Given that Erin so eloquently captured the buzz of the scholarly conversations this weekend and the freneticism of media scholars running between the AT+T conference center and various Tex-Mex restaurants, I’m going to focus on some of the roundtables that I found most intellectually stimulating.
Max Dawson’s roundtable “Putting the TV Back Into TV Studies” invited us to reconsider how we deal with media technologies. Daniel Chamberlain asked us to think more about the infrastructures and networks necessary for media transmission. All of the panelists raised issues faced by media researchers as we examine how sociohistorical contexts, industrial imperatives, and textuality interface with communication technologies that allow and disallow particular uses, viewing/listening experiences, and distribution policies. Together, the panelists asked us to consider how to take the structuring power of media technologies seriously without being labeled as technological determinists.
I found Jeff Scheible’s remarks on the “Left Behind” roundtable fascinating. Scheible’s exploration of where videotapes go when rental stores close their doors and his insistence that we understand “left behind” media in both spatial and temporal terms call attention to a focus on newness that may blind media scholars to the persistence of older forms of media experience. Daniel Kimball’s discussion of how old media influence new media policy via the case study of Internet radio policy illustrated the need to think about the regulatory power of media systems in decline. His point that Internet radio must fall below a “threshold of interactivity” in order to be called radio provided an ironic twist to the panel.
On my roundtable (“Managing Media Production in the Age of Convergence”), I was impressed by Erin Hill’s comments about the methodological issues she has encountered in chronicling low status “women’s” jobs in the studio system and the contemporary period. Micky Lee’s discussion of macro- and micro-level labor issues surrounding Google Books, Peter Alilunas’ exploration of the industrial history of the porn business, and Brett Boessen’s points regarding the messiness of the term “fan-made” and how we should teach our students to read producers’ social media posts in critical ways point to the continued importance of interrogating convergence and how we can use the signifier of convergence to historicize media production.

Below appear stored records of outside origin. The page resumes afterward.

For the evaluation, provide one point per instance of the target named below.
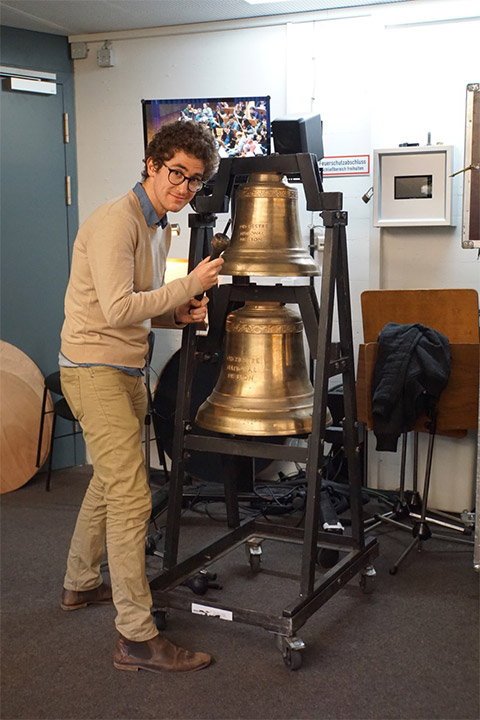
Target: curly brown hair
(191, 137)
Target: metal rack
(355, 552)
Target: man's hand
(191, 312)
(207, 271)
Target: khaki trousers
(110, 406)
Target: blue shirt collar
(148, 210)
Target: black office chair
(60, 409)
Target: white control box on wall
(412, 186)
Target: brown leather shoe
(75, 600)
(156, 655)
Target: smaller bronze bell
(263, 387)
(266, 238)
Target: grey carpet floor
(407, 650)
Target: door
(34, 231)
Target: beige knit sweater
(110, 301)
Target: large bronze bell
(263, 387)
(266, 238)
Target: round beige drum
(21, 392)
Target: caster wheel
(291, 649)
(367, 580)
(327, 558)
(292, 659)
(160, 619)
(255, 563)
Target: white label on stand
(212, 612)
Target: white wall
(379, 76)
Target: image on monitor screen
(240, 125)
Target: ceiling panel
(74, 17)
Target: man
(115, 288)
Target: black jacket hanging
(411, 370)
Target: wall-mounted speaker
(298, 134)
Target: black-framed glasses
(177, 178)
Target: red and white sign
(334, 165)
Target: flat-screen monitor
(240, 125)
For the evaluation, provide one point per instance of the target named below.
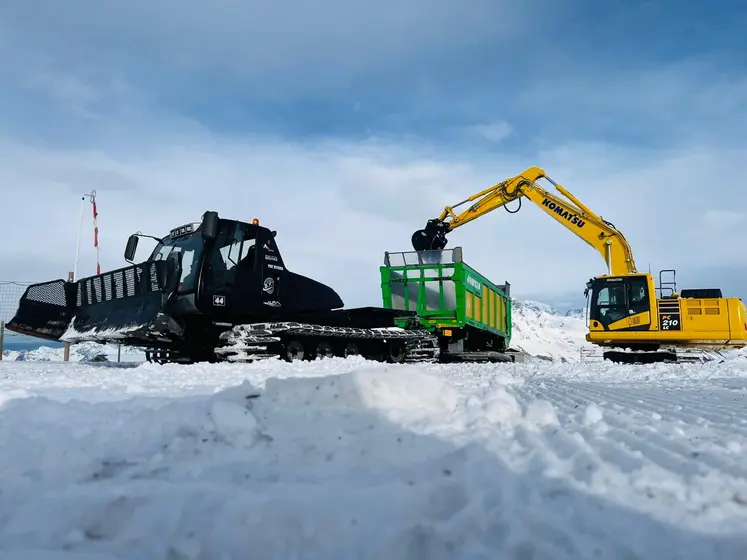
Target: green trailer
(470, 314)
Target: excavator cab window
(614, 299)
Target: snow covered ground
(345, 459)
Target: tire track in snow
(628, 438)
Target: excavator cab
(619, 302)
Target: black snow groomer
(212, 291)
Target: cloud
(495, 131)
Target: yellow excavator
(625, 314)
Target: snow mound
(81, 352)
(542, 332)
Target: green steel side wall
(479, 302)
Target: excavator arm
(566, 209)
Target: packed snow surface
(342, 459)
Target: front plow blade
(125, 305)
(44, 310)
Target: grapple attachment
(124, 305)
(432, 237)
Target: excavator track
(291, 340)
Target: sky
(346, 125)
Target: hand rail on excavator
(569, 211)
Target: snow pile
(344, 459)
(543, 332)
(82, 352)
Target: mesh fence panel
(10, 294)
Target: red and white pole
(96, 232)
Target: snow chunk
(592, 415)
(541, 413)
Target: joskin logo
(563, 213)
(474, 284)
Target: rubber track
(251, 342)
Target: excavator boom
(563, 207)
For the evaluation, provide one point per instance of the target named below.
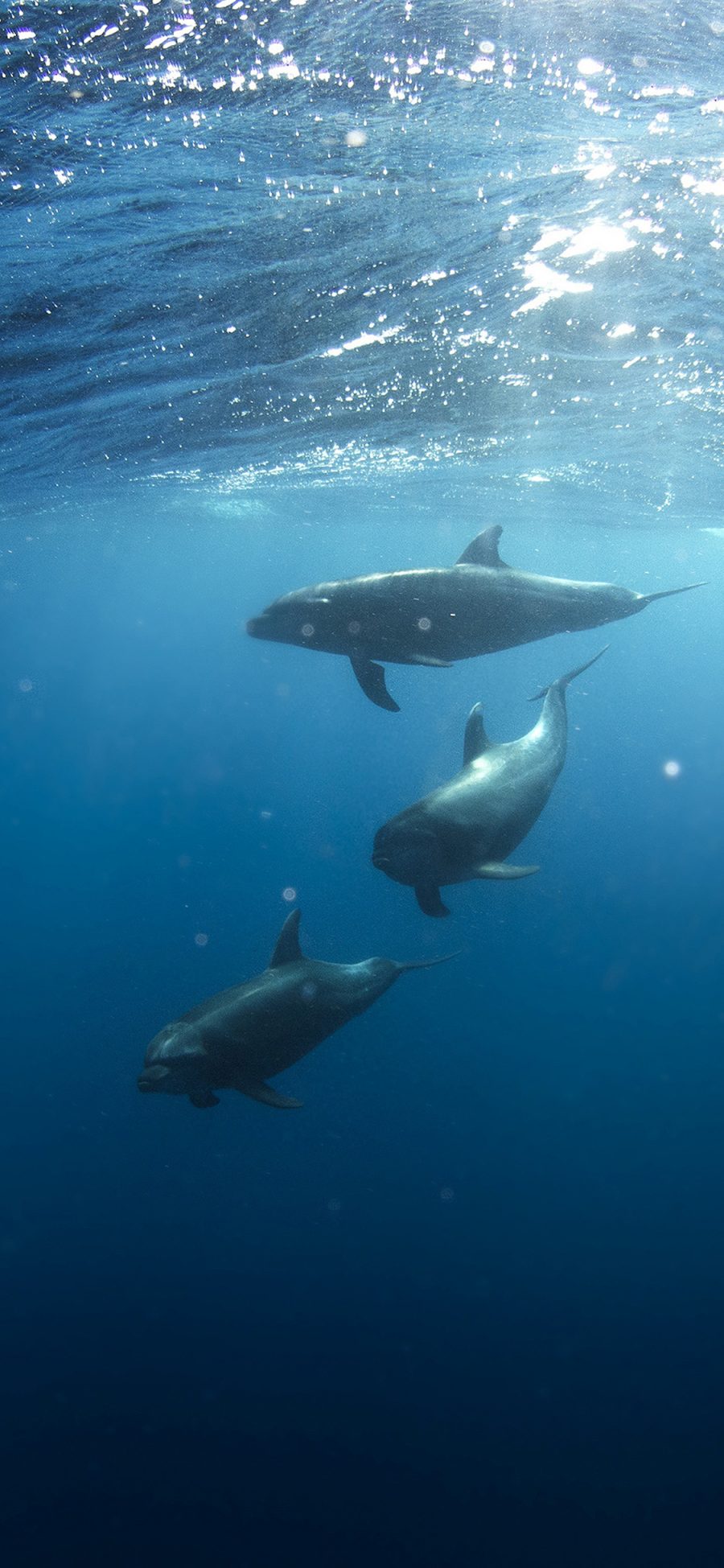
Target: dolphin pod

The participants on the roundtable “Tuning in to the Fine Print: Law and Social Change in Media” asked us to consider the policy positions taken by guilds and unions (Miranda Banks), possibilities for vernacular policy construction (Bill Kirkpatrick and Liz Ellcessor), the need to make policy arguments in economic terms (Lucas Logan), the need to consider industrial policy alongside legislation and judicial decisions (Carly Kocurek), and the need to historicize policies surrounding journalism (Jamie Lund).
Finally, the participants on the “‘Featuring Music From’: Song, Sound, and Remix” roundtable addressed how television and games offer “interesting provocations” for sound studies scholars (Lisa Coulthard), how the presence of radio in games structures the audiovisual experience of gameplay (Racquel Gonzales), how viral videos such as the “Bed Intruders” phenomenon invite both economic and political analysis (David Gurney), how the “allusive qualities” of popular songs are used in teen television (Faye Woods), how the changing role of the music supervisor asks us to write more histories of the recording industry (Kyle Barnett), how classic network system series used popular music (Lindsay Giggey), and how the Wu-Tang Clan’s body of work asks us to consider “polytextual clusters and mise-en-synergy” (Andrew deWaard).
It was a great weekend filled with robust conversations about the future of media studies, the sounds of the Texas “ya’ll,” and migas.